Writing Prompt: Ghosts of the Spanish Flu

“This is an intervention.” Your girlfriend smiles, but it’s tight and nervous and you finally realize why she said ‘must like ghosts’ in her dating profile all those years ago. You moved in together for the first time the week before the Pandemic really hit and it has been going pretty well, or as well as expected. Until now.

Now you get it.

“And she…?” You look at the floating mug hanging ominously over your girlfriend’s left shoulder.

“She wants us to get vaccinated.” Your girlfriend grimaces, “and yes, I explained how the tiered system works and that we can’t until it’s our turn.”

“So…?” You glance at the wall that has “COWARDS” scrawled across it in your girlfriend’s favorite lipstick. This is probably the first time her lipstick has been out of the drawer since last year.

“She wants us to break into CVS. Steal some vaccines.” Your girlfriend is truly apologetic. Like your new pushy roommate is her fault.

The mug behind her lifts and tilts, like a sip was taken.

You look over at the kitchen, where every knife is embedded in a different wall or ceiling. There’s one stuck point down in the linoleum. There’re two in the door to the pantry. If you hadn’t seen your girlfriend do it herself like some kind of zombie you wouldn’t believe she had the arm strength.
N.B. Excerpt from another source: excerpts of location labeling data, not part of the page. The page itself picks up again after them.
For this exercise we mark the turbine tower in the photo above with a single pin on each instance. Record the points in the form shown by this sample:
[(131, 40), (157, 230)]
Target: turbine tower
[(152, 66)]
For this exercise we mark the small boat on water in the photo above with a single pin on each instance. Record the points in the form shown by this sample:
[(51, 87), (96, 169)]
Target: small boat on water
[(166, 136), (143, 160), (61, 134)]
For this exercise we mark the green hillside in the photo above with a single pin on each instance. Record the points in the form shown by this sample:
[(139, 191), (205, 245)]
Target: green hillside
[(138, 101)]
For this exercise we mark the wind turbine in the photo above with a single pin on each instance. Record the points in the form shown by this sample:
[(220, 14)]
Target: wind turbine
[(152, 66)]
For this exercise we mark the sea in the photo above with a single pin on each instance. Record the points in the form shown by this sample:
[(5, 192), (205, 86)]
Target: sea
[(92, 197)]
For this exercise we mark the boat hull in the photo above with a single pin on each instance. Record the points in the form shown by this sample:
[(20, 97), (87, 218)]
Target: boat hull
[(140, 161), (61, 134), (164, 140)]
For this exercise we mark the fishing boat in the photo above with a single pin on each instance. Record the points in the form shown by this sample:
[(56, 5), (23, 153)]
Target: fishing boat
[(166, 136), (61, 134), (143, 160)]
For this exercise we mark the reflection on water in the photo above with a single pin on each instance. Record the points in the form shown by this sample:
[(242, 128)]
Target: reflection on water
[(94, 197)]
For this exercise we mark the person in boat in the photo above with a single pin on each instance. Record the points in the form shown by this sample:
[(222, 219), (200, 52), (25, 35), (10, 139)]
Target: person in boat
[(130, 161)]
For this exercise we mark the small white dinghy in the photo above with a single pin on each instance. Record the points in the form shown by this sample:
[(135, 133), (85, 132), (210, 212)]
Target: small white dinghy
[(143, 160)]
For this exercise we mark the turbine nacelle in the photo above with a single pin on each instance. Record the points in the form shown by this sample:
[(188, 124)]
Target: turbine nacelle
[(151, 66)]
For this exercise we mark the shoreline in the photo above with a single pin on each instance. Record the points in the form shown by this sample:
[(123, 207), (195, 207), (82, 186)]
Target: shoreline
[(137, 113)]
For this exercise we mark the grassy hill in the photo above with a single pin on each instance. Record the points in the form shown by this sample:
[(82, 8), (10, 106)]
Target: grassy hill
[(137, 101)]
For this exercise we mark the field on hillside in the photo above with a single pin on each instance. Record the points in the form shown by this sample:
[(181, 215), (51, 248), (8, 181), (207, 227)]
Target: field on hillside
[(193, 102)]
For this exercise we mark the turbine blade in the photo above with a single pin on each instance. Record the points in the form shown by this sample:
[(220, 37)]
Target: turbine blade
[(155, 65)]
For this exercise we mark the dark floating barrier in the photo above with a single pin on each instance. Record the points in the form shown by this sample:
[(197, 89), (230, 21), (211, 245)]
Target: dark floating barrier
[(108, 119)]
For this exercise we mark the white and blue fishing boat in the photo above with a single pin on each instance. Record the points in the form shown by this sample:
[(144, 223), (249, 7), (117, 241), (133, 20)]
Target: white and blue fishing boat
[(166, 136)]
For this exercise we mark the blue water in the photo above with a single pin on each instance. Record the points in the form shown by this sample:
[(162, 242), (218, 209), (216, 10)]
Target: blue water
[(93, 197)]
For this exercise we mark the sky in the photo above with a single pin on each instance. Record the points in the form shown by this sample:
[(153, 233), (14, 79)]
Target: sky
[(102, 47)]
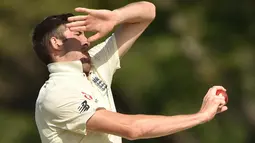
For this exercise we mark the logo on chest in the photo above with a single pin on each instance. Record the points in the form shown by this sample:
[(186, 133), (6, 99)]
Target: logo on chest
[(99, 83)]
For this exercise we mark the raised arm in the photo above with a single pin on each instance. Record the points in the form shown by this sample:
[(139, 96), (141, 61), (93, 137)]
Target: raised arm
[(148, 126), (131, 20)]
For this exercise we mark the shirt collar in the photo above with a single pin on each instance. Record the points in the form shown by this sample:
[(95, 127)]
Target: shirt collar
[(70, 67)]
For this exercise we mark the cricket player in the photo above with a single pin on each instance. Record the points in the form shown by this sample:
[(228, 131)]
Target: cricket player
[(75, 105)]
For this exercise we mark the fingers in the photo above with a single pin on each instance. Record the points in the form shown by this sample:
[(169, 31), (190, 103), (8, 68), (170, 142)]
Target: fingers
[(85, 10), (222, 109), (77, 18), (77, 23), (212, 91), (94, 37), (215, 88), (79, 28)]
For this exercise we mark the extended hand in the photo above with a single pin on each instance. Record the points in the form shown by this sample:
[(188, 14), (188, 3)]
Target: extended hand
[(213, 104), (100, 21)]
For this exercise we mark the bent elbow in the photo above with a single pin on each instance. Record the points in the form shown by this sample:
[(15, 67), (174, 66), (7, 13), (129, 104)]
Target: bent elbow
[(134, 133)]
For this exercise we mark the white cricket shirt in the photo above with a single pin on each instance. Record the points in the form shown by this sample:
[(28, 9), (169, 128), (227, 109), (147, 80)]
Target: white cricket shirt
[(69, 98)]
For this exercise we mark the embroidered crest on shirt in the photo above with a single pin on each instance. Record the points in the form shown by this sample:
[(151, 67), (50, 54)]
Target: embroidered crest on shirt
[(98, 82), (84, 106), (87, 96)]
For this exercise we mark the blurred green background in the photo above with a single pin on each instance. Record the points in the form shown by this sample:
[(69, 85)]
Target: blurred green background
[(191, 46)]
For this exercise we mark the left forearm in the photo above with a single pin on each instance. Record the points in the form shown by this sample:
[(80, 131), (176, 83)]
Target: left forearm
[(135, 13)]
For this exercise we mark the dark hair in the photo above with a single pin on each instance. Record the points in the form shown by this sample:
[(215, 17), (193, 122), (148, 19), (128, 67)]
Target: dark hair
[(46, 29)]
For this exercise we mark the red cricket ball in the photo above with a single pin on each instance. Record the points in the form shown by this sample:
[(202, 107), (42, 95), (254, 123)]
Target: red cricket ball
[(223, 93)]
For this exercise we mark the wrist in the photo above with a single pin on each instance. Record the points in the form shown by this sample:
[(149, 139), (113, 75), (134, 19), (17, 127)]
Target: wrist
[(117, 17)]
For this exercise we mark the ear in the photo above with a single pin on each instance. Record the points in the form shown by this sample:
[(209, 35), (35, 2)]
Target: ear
[(56, 43)]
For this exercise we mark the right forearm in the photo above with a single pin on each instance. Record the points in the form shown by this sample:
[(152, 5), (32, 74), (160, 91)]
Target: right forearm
[(157, 126)]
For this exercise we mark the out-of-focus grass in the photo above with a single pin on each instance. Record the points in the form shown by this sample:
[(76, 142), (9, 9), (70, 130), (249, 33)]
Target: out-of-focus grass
[(17, 127)]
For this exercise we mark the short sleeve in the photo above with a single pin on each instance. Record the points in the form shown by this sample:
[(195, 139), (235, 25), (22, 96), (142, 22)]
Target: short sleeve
[(71, 110), (106, 55)]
“It’s not cowardly to not want to break into a CVS and demand vaccines.” You are talking to a floating mug, but that’s actually not the weirdest thing you’ve ever done. So. There’s that. “Also,” you play it cool, ”there’s two rounds of vaccine. So we’d have to do that twice and they’d be more ready for us the second time.”
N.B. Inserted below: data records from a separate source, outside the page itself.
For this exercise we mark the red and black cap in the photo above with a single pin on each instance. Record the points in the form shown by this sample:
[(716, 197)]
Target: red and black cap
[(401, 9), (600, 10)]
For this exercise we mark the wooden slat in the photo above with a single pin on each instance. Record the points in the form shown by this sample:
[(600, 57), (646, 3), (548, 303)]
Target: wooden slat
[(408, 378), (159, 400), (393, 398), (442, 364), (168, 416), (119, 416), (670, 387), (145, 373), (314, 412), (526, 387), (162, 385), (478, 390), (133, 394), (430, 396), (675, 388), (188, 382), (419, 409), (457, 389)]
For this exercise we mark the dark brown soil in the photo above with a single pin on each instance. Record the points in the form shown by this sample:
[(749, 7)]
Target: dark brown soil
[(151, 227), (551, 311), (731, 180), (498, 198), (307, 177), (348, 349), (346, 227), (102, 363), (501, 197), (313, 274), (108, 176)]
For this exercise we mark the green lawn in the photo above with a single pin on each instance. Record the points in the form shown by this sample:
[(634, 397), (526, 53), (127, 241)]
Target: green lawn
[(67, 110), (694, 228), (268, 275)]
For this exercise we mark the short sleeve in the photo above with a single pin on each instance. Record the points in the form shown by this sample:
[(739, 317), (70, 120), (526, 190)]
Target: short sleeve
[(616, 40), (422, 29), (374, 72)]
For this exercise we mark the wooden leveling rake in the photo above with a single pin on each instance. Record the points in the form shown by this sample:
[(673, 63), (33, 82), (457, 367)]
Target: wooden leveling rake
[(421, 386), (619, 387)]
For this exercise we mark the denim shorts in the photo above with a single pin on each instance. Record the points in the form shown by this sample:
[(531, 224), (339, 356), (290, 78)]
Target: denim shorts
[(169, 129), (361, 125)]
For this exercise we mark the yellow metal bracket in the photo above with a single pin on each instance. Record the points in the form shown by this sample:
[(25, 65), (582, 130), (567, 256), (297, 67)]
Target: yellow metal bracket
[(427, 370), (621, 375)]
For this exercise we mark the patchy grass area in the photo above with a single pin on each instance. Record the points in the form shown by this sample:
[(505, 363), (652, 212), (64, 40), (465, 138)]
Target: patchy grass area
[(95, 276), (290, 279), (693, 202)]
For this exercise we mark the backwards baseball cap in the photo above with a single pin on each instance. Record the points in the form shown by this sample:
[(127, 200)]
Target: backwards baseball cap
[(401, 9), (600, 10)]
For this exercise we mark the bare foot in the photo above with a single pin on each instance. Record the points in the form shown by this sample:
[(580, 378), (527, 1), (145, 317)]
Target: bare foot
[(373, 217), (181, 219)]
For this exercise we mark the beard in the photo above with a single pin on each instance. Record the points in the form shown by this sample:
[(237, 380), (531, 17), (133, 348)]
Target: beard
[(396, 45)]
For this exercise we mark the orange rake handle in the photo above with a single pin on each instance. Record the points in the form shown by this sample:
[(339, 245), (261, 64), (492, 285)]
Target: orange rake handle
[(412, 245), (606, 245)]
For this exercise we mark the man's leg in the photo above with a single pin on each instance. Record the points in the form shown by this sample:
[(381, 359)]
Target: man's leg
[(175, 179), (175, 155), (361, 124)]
The pipes rattle and the bedroom door shrieks as it slams. You raise your arms to gesticulate your disapproval.

“She says try a different CVS for the second dose.” Your girlfriend’s smile has gone gooey and soft, warm like her adorable cheeks and her bright eyes. She looks at you like you raised the moon just for her.

The lights flicker.

“Do some cocaine?” Finally your girlfriend turns to look skeptically over her shoulder at the mug-ghost. “How will cocaine help us?”

The lights flicker again, harder. A door across the house slams. Your cat bursts awake, puffy and startled, then glares in your girlfriend’s direction and curls up again.

“Cocaine does not exorcize viruses,” your girlfriend almost laughs. “Here, we can watch Guns, Germs and Steel. You’ll get it.”

The air is full of ozone and your socks snap with static against the carpet.

“She died of Spanish Flu,” your girlfriend explains, as patient as she always is. You finally understand how she can be so patient with you when your own family can’t.  “So she’s very pro-vaccine.”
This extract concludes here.